E’ proprio questo il compito delle animatrici vocazionali: essere donne attente alla melodia dello Spirito, disponibili a lasciarsi guidare nella sua danza, coinvolgendo anche i giovani che silenziosamente tendono la mano.

Per eseguire con fedeltà e creatività la melodia evangelica che ci è stata affidata, così che tutta la nostra esistenza risuoni vocazionalmente e sia un servizio alla vocazione dei giovani, è necessario anche per noi esercitarci con costanza, verificare e ripensare la nostra presenza di religiose nell’attuale contesto sociale, culturale, ecclesiale perché non ci sia alcuna dissonanza con il Vangelo della vocazione.

 

 Servire la vocazione

 In tal modo rispondiamo all’appello che il Santo Padre ci ha rivolto nel suo messaggio per la 40a Giornata Mondiale di Preghiera per le Vocazioni, invitandoci a fare della nostra vita un dono, che nasce e si esprime attraverso il servizio e che, quando è gratuito e totale, suscita anche negli altri la disponibilità a servire. Infatti – si dice nel messaggio – «servire è vocazione del tutto naturale, perché l’essere umano è naturalmente servo, … Servire è manifestazione di libertà dall’invadenza del proprio io e di responsabilità verso l’altro; servire è possibile a tutti, attraverso gesti apparentemente piccoli, ma in realtà grandi, se animati da amore sincero».

 Servire la vocazione – cioè la felicità – di ciascuna persona perché faccia della propria vita un dono è la missione prioritaria di una consacrata; è rendere efficace quella generatività che è propria di ogni vocazione e di ogni carisma.

Servire la vocazione significa adoperarsi - secondo le parole di Paolo VI - perché nessuno sia privato di ciò che deve sapere per rispondere alla propria vocazione.

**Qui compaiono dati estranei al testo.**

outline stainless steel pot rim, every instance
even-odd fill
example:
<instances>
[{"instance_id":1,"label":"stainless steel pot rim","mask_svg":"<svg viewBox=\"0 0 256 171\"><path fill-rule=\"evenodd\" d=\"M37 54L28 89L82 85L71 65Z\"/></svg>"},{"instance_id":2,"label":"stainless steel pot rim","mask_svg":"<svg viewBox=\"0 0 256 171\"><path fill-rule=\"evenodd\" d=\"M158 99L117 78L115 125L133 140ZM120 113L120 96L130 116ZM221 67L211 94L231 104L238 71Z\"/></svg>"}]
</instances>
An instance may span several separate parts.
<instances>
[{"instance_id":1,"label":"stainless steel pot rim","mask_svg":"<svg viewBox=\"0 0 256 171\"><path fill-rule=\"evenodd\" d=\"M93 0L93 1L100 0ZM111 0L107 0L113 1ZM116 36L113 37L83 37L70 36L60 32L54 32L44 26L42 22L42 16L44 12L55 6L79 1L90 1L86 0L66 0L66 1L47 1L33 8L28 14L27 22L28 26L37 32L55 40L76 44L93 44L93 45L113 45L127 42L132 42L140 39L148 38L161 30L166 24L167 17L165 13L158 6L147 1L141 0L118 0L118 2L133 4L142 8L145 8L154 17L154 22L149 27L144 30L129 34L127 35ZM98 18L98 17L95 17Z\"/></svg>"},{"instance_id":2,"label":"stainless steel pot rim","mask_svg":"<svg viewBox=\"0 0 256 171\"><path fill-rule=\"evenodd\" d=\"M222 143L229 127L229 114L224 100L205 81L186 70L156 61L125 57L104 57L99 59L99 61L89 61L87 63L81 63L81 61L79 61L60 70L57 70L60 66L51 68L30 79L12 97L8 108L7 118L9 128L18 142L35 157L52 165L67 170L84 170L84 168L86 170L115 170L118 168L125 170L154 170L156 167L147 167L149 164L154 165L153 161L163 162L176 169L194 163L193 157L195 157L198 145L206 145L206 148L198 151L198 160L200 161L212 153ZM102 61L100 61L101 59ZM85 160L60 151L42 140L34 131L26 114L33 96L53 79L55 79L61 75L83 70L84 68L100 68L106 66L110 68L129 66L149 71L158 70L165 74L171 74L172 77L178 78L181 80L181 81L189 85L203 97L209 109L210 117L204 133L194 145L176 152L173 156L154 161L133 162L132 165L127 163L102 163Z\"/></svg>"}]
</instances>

Servire la vocazione significa sostenere i giovani nelle loro scelte, perché escano dall’indecisione paralizzante per aprirsi alla dimensione vocazionale della vita.

Servire la vocazione significa diffondere una mentalità a favore della vocazione dentro una cultura antivocazionale.

 Tale servizio alla vita e alla vocazione dei giovani esige alcune conversioni pastorali che ogni religiosa animatrice vocazionale deve assumere, affinché il dono della vita consacrata diventi affascinante e comprensibile e susciti vocazioni al servizio.

Troppe volte, invece, la vita religiosa oggi appare incomprensibile e estranea alla vita dei giovani; si riscontra ancora un’evidente separazione tra la vita religiosa e la realtà circostante, che ci pone “ai margini della vita quotidiana”, per non dire “fuori dal mondo”; tale separazione certamente non favorisce la comunicazione del Vangelo della vocazione in un mondo che cambia, anzi costituisce un ostacolo. Si tratta dunque di individuare “vie nuove” per ristabilire efficaci canali di comunicazione dei valori vocazionali.

  

Un servizio che nasce dalla ricerca

 Dentro l’attuale contesto - caratterizzato dalla categoria del cambiamento - condizione indispensabile per servire la duplice fedeltà a Dio e all’uomo è l’atteggiamento della ricerca.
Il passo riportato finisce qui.